The last measures dictated by the Council of Ministers already forced the closing of discos, ballrooms or gyms, dictated to public and private workers to take vacations during the next three weeks or decreed sanctions or arrests for trying to leave Quarantine zones.
The firmness of the measures has not served, however, to prevent the transalpine country from becoming the second in the world with the most infected and killed by Covid-19 behind China. The virus is peculiar in the sense that, for example, it does not seem to affect children in the same way as adults. That makes social distancing measures such as school closings, which in other epidemics seemed to work well, here they do not seem to represent a positive difference in the control of the virus.
"We do not know if it is an important control measure or just one very expensive, expensive and disruptive control measure", summed up Marc Lipsitch, a Harvard epidemiologist, to the 'Washington Post'.
France: 1,126 cases, 19 dead
Until the death of a man in Valencia on February 13, France was listed as the first European country with a deadly coronavirus victim. On February 29, Health Minister Olivier Veran banned all events with more than 5,000 people. This meant the cancellation of the International Agricultural Exhibition of Versailles, of many of the fashion shows of the Paris fashion week or of the half marathon that was to take place in the French capital.
The most iconic image of the situation there has been to see the Louvre closed. Like Italy, the neighboring country has chosen to put safety and limitation of contagion to try to alleviate the inevitable tourist losses. Their death figures are more or less at the same level as in Spain, although France has diagnosed almost twice as infected.
"Now we are going to phase 2: the virus is circulating in our territory and our objective at this moment is to limit its expansion"
"Now we are going to phase 2: the virus is circulating in our territory and our goal at this time is to limit its expansion," Veran said when visiting one of the affected areas. Late on Sunday, the France Presse agency talked about the number of attendees allowed in a meeting has been lowered to 1,000 people.
Germany: 1,018 cases, zero dead
Despite being currently the sixth country in the world with more cases of coronavirus, the Teutonic country has mainly opted for a containment strategy that, little by little, is also giving way to certain limitations. Following in the footsteps of France, Berlin has also asked its citizens to cancel events where more than 1,000 people congregate.
The German route, drawn up by the Robert Koch Institute (the equivalent of the American Center for Disease Prevention and Control), is the more similar to the one the Spanish Government is following, with one important exception: there, despite having exceeded a thousand cases and having Covid-19 in 15 of the 16 federal states, no fatalities have yet been registered.
Spain: 613 cases, 17 dead
The Ministry of Health seems to rely heavily on its strategy, to the despair of the opposition and many Spaniards who demand measures such as those from France, Germany or Italy.
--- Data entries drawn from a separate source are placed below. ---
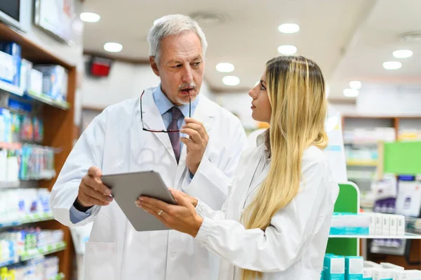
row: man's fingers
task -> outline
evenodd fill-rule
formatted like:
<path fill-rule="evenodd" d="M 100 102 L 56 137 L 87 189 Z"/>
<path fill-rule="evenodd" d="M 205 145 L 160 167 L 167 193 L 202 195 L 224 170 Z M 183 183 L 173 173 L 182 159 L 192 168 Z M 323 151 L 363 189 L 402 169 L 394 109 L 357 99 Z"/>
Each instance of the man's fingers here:
<path fill-rule="evenodd" d="M 206 131 L 203 126 L 201 126 L 200 124 L 195 123 L 186 124 L 182 127 L 182 129 L 184 128 L 191 128 L 199 132 L 199 134 L 200 134 L 200 136 L 202 138 L 202 139 L 205 139 L 206 138 Z"/>
<path fill-rule="evenodd" d="M 185 122 L 186 124 L 200 124 L 201 126 L 202 126 L 204 128 L 204 126 L 203 124 L 201 123 L 201 121 L 199 121 L 198 120 L 193 119 L 193 118 L 185 118 Z"/>
<path fill-rule="evenodd" d="M 141 198 L 140 198 L 140 200 L 141 201 L 143 201 L 145 204 L 151 204 L 153 207 L 156 208 L 156 209 L 162 209 L 167 213 L 170 211 L 171 204 L 168 204 L 161 200 L 147 196 L 142 196 Z"/>
<path fill-rule="evenodd" d="M 88 203 L 88 204 L 100 205 L 102 206 L 107 206 L 109 204 L 109 202 L 100 201 L 99 199 L 95 199 L 95 197 L 90 196 L 89 195 L 87 195 L 86 194 L 83 201 L 85 201 L 85 202 Z"/>
<path fill-rule="evenodd" d="M 196 145 L 193 140 L 185 137 L 181 137 L 180 140 L 189 149 L 193 149 L 194 145 Z"/>
<path fill-rule="evenodd" d="M 88 170 L 88 175 L 92 177 L 101 177 L 102 175 L 102 172 L 101 172 L 101 169 L 98 167 L 91 166 Z"/>
<path fill-rule="evenodd" d="M 87 196 L 88 196 L 90 197 L 93 197 L 95 199 L 98 199 L 98 200 L 103 201 L 103 202 L 112 201 L 112 197 L 107 196 L 107 195 L 104 195 L 102 193 L 100 193 L 100 192 L 97 192 L 91 187 L 86 188 L 84 190 L 84 193 L 85 193 L 85 194 L 86 194 Z"/>
<path fill-rule="evenodd" d="M 192 128 L 182 128 L 180 131 L 182 133 L 185 133 L 190 136 L 192 140 L 197 144 L 201 144 L 203 139 L 199 132 Z"/>
<path fill-rule="evenodd" d="M 149 207 L 149 206 L 142 206 L 142 209 L 145 210 L 146 212 L 149 213 L 149 214 L 155 217 L 156 219 L 159 220 L 161 222 L 162 222 L 166 227 L 170 227 L 166 220 L 167 218 L 169 218 L 169 216 L 164 211 L 162 211 L 161 213 L 161 215 L 158 215 L 159 212 L 156 211 L 155 209 Z"/>
<path fill-rule="evenodd" d="M 188 199 L 184 195 L 181 194 L 180 192 L 174 192 L 173 193 L 173 196 L 174 196 L 174 199 L 175 199 L 175 200 L 177 201 L 177 202 L 178 202 L 178 204 L 180 206 L 186 206 L 186 207 L 189 207 L 189 206 L 192 206 L 192 204 L 190 203 L 190 201 L 188 201 Z"/>
<path fill-rule="evenodd" d="M 102 182 L 100 182 L 100 180 L 98 181 L 96 179 L 98 178 L 92 178 L 91 176 L 86 176 L 83 179 L 83 182 L 88 187 L 96 190 L 97 192 L 100 192 L 100 193 L 106 195 L 110 195 L 111 189 L 109 189 L 108 187 L 107 187 L 105 185 L 102 184 Z"/>

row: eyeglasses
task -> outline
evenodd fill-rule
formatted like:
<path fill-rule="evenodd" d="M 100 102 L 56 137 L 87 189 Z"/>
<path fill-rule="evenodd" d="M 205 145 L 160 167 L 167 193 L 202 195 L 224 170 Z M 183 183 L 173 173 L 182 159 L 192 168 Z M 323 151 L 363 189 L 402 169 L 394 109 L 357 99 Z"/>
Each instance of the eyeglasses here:
<path fill-rule="evenodd" d="M 143 91 L 143 92 L 142 93 L 142 95 L 140 95 L 140 120 L 142 121 L 142 128 L 145 131 L 154 132 L 154 133 L 173 133 L 173 132 L 180 132 L 180 130 L 170 129 L 168 131 L 165 131 L 165 130 L 159 130 L 159 129 L 148 129 L 148 128 L 145 128 L 145 124 L 143 123 L 143 112 L 142 111 L 142 98 L 143 97 L 144 94 L 145 94 L 145 91 Z M 190 95 L 189 95 L 189 118 L 192 117 L 192 98 L 190 97 Z"/>

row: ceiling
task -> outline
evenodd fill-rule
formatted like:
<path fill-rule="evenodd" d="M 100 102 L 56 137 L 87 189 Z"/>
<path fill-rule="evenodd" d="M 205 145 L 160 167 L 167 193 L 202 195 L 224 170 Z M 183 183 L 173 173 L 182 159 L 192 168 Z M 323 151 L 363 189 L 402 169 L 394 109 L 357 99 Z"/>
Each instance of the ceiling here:
<path fill-rule="evenodd" d="M 208 43 L 205 79 L 215 92 L 244 92 L 254 86 L 265 62 L 280 45 L 295 45 L 298 54 L 316 61 L 329 86 L 329 98 L 345 99 L 349 81 L 366 84 L 407 84 L 421 88 L 421 41 L 405 42 L 399 35 L 421 30 L 421 0 L 86 0 L 83 11 L 99 14 L 86 23 L 86 51 L 109 54 L 106 42 L 123 45 L 115 56 L 147 60 L 146 41 L 154 20 L 171 13 L 210 13 L 224 19 L 219 25 L 199 21 Z M 297 23 L 298 33 L 281 34 L 278 26 Z M 400 48 L 413 51 L 401 59 L 399 70 L 382 64 Z M 230 62 L 235 70 L 220 73 L 215 65 Z M 222 82 L 225 75 L 240 78 L 239 86 Z"/>

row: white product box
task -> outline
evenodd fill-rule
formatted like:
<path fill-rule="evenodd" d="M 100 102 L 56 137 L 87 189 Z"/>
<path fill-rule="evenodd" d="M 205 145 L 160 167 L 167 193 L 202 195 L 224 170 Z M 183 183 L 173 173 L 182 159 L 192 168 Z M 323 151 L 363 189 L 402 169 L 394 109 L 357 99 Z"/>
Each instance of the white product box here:
<path fill-rule="evenodd" d="M 390 215 L 382 215 L 382 234 L 385 236 L 390 235 Z"/>
<path fill-rule="evenodd" d="M 382 221 L 382 214 L 375 214 L 375 235 L 382 235 L 382 229 L 383 229 L 383 221 Z"/>
<path fill-rule="evenodd" d="M 405 270 L 405 267 L 390 262 L 380 262 L 380 266 L 387 269 Z"/>
<path fill-rule="evenodd" d="M 373 274 L 373 280 L 389 280 L 393 279 L 396 272 L 401 272 L 402 270 L 392 269 L 382 267 L 376 267 L 374 269 Z"/>
<path fill-rule="evenodd" d="M 398 216 L 396 215 L 389 215 L 389 234 L 391 236 L 396 236 L 398 234 Z"/>
<path fill-rule="evenodd" d="M 13 57 L 0 51 L 0 80 L 13 83 L 15 71 Z"/>
<path fill-rule="evenodd" d="M 419 280 L 421 279 L 421 271 L 404 270 L 395 272 L 393 280 Z"/>
<path fill-rule="evenodd" d="M 30 73 L 31 78 L 28 90 L 39 94 L 42 93 L 42 73 L 34 69 L 32 69 Z"/>
<path fill-rule="evenodd" d="M 381 268 L 380 265 L 374 262 L 371 262 L 370 260 L 364 260 L 363 265 L 364 268 L 363 279 L 373 278 L 374 274 L 374 269 L 375 269 L 376 268 Z"/>
<path fill-rule="evenodd" d="M 396 234 L 399 236 L 405 235 L 405 217 L 396 215 Z"/>

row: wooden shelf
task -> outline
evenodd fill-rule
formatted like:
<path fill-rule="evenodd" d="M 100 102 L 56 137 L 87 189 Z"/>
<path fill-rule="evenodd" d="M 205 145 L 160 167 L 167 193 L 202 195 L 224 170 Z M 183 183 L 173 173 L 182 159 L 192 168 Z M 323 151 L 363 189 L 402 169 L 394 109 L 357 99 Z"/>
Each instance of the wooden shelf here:
<path fill-rule="evenodd" d="M 0 142 L 0 149 L 22 149 L 22 143 L 6 143 L 6 142 Z"/>
<path fill-rule="evenodd" d="M 26 38 L 22 33 L 13 30 L 4 23 L 0 23 L 0 39 L 11 41 L 22 46 L 22 57 L 36 63 L 60 65 L 67 69 L 74 67 L 62 60 L 46 48 Z"/>
<path fill-rule="evenodd" d="M 59 108 L 63 110 L 67 110 L 70 107 L 70 105 L 69 104 L 69 102 L 65 101 L 55 100 L 46 94 L 37 93 L 32 91 L 28 91 L 25 93 L 25 94 L 31 98 L 33 98 L 36 100 L 40 101 L 43 103 L 48 104 L 51 106 L 55 107 L 56 108 Z"/>
<path fill-rule="evenodd" d="M 6 91 L 18 96 L 23 95 L 23 91 L 20 88 L 1 80 L 0 80 L 0 91 Z"/>
<path fill-rule="evenodd" d="M 30 224 L 32 222 L 44 222 L 46 220 L 54 220 L 54 217 L 53 216 L 52 213 L 44 213 L 44 214 L 30 214 L 27 215 L 22 218 L 22 220 L 18 221 L 9 222 L 7 223 L 0 223 L 0 228 L 10 227 L 16 227 L 18 225 Z"/>

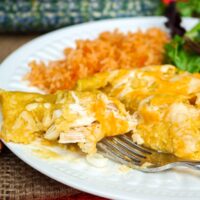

In his last appearance on Saturday, Fernando Simón looked specifically at the number of people whose infection was of unknown origin. It was going down moderately in recent days, and despite the increase in cases and deaths in the last 48 hours, that particular fact seemed to reassure the epidemiologist.
In summary, Spain is still in that containment phase, a strategy that could go a little further, but only in specific places. Curiously, our country is in a time of cases and deaths similar to that lived in Italy 10 days ago: almost 800 infected and 20 deaths on February 28.
But, fortunately for Illa and Simón, the epidemic curves are not written in advance nor do they have to be repeated in two countries as similar as Italy and Spain. The next few days – even the next few hours – will tell if the strategy is adequate.